Again much thanks for your advice after much hardship i think i messed up slightly when installing win 7, i didnt install any drivers during win 7 setup ie F6 driver install the first time and although the drivers were installed the drives werent quite seen right.
since then ive fully fresh installed again win7 but put F6 drivers on before setting the disks up and now all is fairly well, all seen fine no disk fails and my speeds much better ive done multy partitions ie 4 on a 1.25g 5 disk raid 0 setup both to hotrod the raid 0 and make a later move to ssd easier.
on the whole all good but my max read spd now is 175Mb/s with 5 disks it was 216 with 4 so i still think something might be wrong, maybe a bad sata cable? a friend told me that they can get into a state where they still work but due to poor connection dont work well but this seems odd as id expect it to just not work? anyone got any ideas or am i chasein dragons


----------



## AsRock (Oct 21, 2010)

Well before there could of been corruption that requires using intels tools to fix( unless you format like ya did lol )..

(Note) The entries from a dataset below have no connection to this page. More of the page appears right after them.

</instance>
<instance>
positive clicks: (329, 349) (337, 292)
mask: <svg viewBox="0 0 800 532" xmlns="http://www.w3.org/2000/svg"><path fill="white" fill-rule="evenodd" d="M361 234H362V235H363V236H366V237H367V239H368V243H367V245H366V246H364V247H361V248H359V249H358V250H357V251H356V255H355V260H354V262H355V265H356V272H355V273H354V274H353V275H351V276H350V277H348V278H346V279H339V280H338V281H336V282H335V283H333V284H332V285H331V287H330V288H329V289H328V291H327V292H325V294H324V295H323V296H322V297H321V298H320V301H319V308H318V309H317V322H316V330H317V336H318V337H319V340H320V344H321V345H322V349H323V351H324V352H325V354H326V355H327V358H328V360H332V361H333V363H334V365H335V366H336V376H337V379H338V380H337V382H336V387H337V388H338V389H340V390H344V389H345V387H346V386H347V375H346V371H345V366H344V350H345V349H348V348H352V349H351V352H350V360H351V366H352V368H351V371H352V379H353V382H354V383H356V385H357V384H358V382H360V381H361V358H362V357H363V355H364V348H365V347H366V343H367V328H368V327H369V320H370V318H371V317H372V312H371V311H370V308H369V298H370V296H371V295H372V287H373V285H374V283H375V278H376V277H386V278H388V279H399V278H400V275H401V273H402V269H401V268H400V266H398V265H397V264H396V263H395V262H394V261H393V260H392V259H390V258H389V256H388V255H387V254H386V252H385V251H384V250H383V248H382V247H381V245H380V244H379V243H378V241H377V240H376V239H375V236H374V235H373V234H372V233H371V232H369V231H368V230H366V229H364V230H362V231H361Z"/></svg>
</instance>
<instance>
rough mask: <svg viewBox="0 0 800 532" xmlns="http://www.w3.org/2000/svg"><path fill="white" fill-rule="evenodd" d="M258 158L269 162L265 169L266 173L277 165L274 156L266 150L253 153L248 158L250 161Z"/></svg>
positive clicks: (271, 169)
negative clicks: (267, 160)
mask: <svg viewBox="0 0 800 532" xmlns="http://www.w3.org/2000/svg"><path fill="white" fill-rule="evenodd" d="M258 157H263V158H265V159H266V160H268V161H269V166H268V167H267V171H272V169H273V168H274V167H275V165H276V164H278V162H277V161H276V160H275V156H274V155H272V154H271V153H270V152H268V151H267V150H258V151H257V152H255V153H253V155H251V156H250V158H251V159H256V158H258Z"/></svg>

When i was running 6 HDDs going from 1 to 2 speed went from 60MBs to 110MBs 3rd did not make much difference 4th added a little more and was around 160 and did not notice much more difference till the 6th HDD which got me around 230MBs.

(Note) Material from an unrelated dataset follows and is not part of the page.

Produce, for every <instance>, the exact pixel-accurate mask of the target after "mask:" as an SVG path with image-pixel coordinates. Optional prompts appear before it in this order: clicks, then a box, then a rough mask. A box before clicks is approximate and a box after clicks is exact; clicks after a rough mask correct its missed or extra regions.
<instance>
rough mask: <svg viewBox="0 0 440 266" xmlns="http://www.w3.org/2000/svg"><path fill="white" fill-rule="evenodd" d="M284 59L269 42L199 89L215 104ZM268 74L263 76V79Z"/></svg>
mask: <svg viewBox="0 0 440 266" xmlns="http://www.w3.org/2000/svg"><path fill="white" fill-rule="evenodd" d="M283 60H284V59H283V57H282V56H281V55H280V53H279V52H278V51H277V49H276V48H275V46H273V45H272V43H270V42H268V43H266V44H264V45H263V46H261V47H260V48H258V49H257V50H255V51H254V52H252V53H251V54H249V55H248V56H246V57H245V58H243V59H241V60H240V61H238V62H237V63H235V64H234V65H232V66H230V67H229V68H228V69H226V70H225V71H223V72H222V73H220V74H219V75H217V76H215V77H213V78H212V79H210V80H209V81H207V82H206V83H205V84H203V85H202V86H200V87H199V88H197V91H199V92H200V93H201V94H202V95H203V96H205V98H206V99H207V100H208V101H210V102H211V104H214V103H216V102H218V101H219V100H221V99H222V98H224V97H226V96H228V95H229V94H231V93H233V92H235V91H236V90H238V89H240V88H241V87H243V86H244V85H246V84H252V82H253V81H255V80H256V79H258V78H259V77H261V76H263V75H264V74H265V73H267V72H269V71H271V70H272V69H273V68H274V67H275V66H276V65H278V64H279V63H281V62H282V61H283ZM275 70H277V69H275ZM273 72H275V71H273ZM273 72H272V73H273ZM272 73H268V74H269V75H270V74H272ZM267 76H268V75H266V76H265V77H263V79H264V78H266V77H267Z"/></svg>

If you format the HDD so the 1st to like 30% ( if i remember right ) you can get the read up to some thing like 300+MBs.

 HD tune Thread

And when i changed  the size.

 HD tune Thread

The start of that thread, don't believe it's being updated much any more .
 HD tune Thread


----------



## TheoneandonlyMrK (Oct 26, 2010)

cheers asrock the links were handy too ive got it doin 200+ again in sisoft so im content ish with 5 disks and i already hot rod my raid arrays first 20% gets used for tunes as a sepperate partition this hotrods main partition which then sits in the fast part of the drives 

just thought id also mention that a effective way of speeding up this kind of raid array is by running a high FSB with lower multi as i have tried many oc settings and found that for example at 8x400 i get 200 Mb/s  but at 450x8 i get 260 Mb/s both times cpu is at 3.6 with mem geared for 1 ghz each time


----------



## Hvale2k5 (Nov 4, 2010)

hey guys, do i need 2 SSD with the same capacity to run raid 0? or they both must have the same capacity.


----------



## Yukikaze (Nov 4, 2010)

Hvale2k5 said:


> hey guys, do i need 2 SSD with the same capacity to run raid 0? or they both must have the same capacity.



Yes - If you use different size drives then you will only get a total amount of space available which is equal to twice the size of the smaller disk. If you use a 30GB and a 120GB drive in RAID0 you will only get 60GB of usable space.


----------